If he continues to cry, double the time before going back in which now means 20 minutes. Wait 20 minutes if he continues to cry. Then go in room for 10 seconds, same thing. Then, wait again 40 minutes if still crying. Again, only go in for 10 seconds.
It’s OK to never go in, too! We are teaching him how to master falling asleep on his own.
By 6 months, we plan to cut out the one feed in middle of night. But for now, here is our plan for after he falls asleep…
Don’t feed before 2 am. If he wakes up, just leave him. I could do check in time intervals as outlined above or just leave him. When we get to 2 am, I can feed him whenever that is that he wakes up.
If though he is crying at 1:30 am and doesn’t stop until 2 am… I should wait for there to be a lull in his cries, then go scoop him up and feed. Feed him and then put right back down.
For every other wake up after my one feed, just leave him until 6:30 am and use similar time intervals if needed.
Once it’s 6:30 am (or later) wait for lull in cries, turn off sound machine, open blinds, and get baby out of the room. Make sure he doesn’t fall back asleep for at least 20 minutes.
So how did he do?
First night, he cried for maybe a minute falling asleep. I didn’t have to use the 10/20/40 thing… This I credit largely to learning to put him to bed sleepy but awake since he was born. This is a second time mom thing so don’t worry if you’re a first timer.

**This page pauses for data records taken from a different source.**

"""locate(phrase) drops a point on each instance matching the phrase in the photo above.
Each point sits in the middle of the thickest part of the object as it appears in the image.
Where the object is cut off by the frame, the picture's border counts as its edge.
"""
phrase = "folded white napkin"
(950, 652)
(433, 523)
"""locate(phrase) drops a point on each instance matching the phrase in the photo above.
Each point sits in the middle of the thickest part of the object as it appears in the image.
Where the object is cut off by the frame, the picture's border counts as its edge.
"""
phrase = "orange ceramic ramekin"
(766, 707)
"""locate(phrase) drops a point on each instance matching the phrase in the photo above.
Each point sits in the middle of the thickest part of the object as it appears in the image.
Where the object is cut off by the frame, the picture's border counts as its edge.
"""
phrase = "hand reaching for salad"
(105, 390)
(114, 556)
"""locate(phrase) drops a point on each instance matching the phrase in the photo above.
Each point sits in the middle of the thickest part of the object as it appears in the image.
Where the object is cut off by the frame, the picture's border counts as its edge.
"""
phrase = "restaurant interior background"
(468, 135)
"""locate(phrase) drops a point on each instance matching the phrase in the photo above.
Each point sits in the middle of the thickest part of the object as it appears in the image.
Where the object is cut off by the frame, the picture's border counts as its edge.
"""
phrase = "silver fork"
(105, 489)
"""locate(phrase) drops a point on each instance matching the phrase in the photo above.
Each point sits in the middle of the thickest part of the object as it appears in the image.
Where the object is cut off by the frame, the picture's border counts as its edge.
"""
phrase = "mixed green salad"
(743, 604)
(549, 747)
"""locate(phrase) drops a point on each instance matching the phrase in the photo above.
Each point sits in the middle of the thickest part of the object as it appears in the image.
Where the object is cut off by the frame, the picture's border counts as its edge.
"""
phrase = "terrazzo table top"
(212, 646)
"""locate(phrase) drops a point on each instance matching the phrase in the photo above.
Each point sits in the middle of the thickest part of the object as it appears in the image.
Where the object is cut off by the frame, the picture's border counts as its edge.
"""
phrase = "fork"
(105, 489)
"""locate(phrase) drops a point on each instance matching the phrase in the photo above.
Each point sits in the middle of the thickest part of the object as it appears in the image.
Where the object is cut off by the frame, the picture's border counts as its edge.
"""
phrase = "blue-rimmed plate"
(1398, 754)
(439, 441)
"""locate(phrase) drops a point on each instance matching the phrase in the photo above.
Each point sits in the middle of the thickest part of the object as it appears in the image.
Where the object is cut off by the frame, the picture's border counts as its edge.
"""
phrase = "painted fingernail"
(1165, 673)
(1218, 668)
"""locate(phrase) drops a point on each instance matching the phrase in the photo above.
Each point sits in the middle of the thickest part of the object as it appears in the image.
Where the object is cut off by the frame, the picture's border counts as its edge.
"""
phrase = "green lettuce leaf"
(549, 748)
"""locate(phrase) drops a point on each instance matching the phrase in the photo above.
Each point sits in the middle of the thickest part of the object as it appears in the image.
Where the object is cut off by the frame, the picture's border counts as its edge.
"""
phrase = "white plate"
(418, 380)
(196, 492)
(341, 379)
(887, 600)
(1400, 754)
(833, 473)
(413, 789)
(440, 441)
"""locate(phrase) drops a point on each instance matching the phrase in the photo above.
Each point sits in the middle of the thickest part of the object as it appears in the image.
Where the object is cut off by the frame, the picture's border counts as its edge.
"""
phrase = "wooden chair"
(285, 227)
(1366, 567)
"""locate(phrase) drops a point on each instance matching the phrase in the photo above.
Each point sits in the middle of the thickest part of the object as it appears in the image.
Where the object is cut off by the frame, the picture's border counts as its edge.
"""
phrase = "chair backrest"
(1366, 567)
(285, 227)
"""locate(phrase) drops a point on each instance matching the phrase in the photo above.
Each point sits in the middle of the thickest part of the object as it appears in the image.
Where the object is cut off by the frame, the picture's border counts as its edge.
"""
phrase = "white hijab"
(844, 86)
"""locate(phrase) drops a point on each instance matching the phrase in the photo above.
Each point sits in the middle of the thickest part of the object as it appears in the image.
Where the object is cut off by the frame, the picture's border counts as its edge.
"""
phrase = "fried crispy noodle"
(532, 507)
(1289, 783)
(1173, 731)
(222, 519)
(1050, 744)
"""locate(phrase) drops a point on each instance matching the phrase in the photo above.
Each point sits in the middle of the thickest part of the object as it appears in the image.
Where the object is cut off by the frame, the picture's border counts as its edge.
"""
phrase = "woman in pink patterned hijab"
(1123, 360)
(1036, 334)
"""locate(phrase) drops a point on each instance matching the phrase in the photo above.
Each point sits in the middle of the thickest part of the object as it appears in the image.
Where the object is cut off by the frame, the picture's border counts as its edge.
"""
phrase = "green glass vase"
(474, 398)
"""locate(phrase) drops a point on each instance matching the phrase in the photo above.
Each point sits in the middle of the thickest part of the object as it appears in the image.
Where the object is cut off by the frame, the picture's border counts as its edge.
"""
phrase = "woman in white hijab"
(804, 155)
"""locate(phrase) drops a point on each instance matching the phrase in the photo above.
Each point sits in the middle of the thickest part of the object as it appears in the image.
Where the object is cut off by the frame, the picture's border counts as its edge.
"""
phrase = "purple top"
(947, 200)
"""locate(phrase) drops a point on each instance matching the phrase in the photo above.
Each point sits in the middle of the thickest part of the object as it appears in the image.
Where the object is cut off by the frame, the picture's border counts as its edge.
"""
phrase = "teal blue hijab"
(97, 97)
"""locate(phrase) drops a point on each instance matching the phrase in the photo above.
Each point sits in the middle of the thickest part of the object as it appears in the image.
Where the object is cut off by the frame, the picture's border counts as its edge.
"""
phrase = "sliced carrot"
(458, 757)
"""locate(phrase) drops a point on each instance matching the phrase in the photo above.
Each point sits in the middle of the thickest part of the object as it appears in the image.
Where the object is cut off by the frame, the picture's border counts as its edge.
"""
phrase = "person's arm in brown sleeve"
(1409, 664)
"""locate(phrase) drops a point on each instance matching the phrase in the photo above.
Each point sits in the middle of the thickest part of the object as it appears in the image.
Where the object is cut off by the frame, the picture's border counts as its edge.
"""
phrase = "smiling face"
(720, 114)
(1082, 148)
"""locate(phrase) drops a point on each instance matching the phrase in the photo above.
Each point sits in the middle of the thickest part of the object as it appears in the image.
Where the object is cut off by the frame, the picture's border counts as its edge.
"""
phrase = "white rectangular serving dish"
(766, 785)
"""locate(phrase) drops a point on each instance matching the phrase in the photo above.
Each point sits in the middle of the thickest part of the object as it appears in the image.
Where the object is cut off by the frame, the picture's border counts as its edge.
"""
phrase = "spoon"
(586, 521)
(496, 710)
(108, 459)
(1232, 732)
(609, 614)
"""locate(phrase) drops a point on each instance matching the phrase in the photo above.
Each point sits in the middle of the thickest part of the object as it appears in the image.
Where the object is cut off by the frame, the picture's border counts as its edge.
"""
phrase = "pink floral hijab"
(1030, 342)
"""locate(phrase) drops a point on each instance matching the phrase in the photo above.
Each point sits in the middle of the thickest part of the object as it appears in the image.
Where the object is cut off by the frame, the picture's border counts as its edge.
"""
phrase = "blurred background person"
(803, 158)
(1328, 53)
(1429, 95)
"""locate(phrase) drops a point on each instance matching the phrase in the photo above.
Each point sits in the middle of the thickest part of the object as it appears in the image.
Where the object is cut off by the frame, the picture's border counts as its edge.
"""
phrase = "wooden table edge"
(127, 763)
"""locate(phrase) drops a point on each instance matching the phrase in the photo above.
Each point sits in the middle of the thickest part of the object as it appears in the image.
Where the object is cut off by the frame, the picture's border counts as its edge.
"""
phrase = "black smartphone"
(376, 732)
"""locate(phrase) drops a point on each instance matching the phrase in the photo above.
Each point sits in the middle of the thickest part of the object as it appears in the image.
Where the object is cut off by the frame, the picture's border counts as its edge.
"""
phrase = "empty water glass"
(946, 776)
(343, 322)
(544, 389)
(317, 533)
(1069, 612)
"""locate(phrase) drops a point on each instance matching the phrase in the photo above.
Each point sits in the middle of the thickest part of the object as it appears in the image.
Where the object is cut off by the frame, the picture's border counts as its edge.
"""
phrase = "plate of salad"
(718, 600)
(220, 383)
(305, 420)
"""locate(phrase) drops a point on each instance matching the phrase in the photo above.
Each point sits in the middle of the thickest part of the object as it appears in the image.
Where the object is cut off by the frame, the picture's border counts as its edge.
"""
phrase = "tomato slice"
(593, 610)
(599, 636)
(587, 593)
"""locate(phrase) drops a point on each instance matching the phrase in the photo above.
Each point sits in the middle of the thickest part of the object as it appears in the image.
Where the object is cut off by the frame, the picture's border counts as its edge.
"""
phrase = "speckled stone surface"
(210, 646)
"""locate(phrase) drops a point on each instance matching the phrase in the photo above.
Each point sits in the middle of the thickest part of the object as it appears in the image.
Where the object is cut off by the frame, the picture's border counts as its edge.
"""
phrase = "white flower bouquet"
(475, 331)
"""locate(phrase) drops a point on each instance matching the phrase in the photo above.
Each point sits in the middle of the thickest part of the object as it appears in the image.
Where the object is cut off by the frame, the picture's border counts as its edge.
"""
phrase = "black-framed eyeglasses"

He did however wake up a lot during the night. I was covered in milk by 2 am because my body was used to nursing him all night, every night. He was up at 12, 1, 1:30… but then fell asleep. I think I didn’t feed him until 2:30 actually but once he woke up, he did not want to go back to sleep. Tommy was in our bed and didn’t seem phased. Nick finally had it and moved him into Tommy’s room in the Arm’s Reach where he fell asleep at 5:15 (??? who knows really) until 7:30 am. He was crying off an on for a large part of the night and it was really hard. REALLY HARD. But having done this before, I knew this would be the worst night.
He woke up and gave me the biggest smile in the morning by the way!
Night #2, again Connor fell asleep right away no crying. Slept straight through to his feeding at 2:30 am, but kept waking up afterwards making me think the feeding might be a bad idea. Tommy again was in our room at this point and was not fazed by any crying. He finally fell asleep around 3:30/4 and slept until 7 am.
Night #3, fell asleep right away, woke up at 3:30 am for a feeding and then went back to sleep (with a pacifier) until 7:30 am.
Tonight technically is night 4, and again, he went to sleep without a peep really.
Tommy really doesn’t seem to be bothered by the crying so I feel confident putting them in the same room but I won’t yet. I’ll wait until I cut out the nighttime feed for my own convenience.
With our sleep consultant, I get a day of texting that she said people usually use around day 4 and then a follow up call around 2 weeks later. I think I’m going to wait to use our texting until next week. I feel bad that I used a pacifier to get Connor to fall back asleep yesterday but it worked and we all slept great!
I already feel like a brand new human after just 2 nights of not waking up 6 times! I did wake up last night 3 times (1x with Connor and 2x with Tommy but that’s another post). But the point is, I actually slept!
Feel free to leave questions below but I am not the expert! Just sharing our experience and plan so far!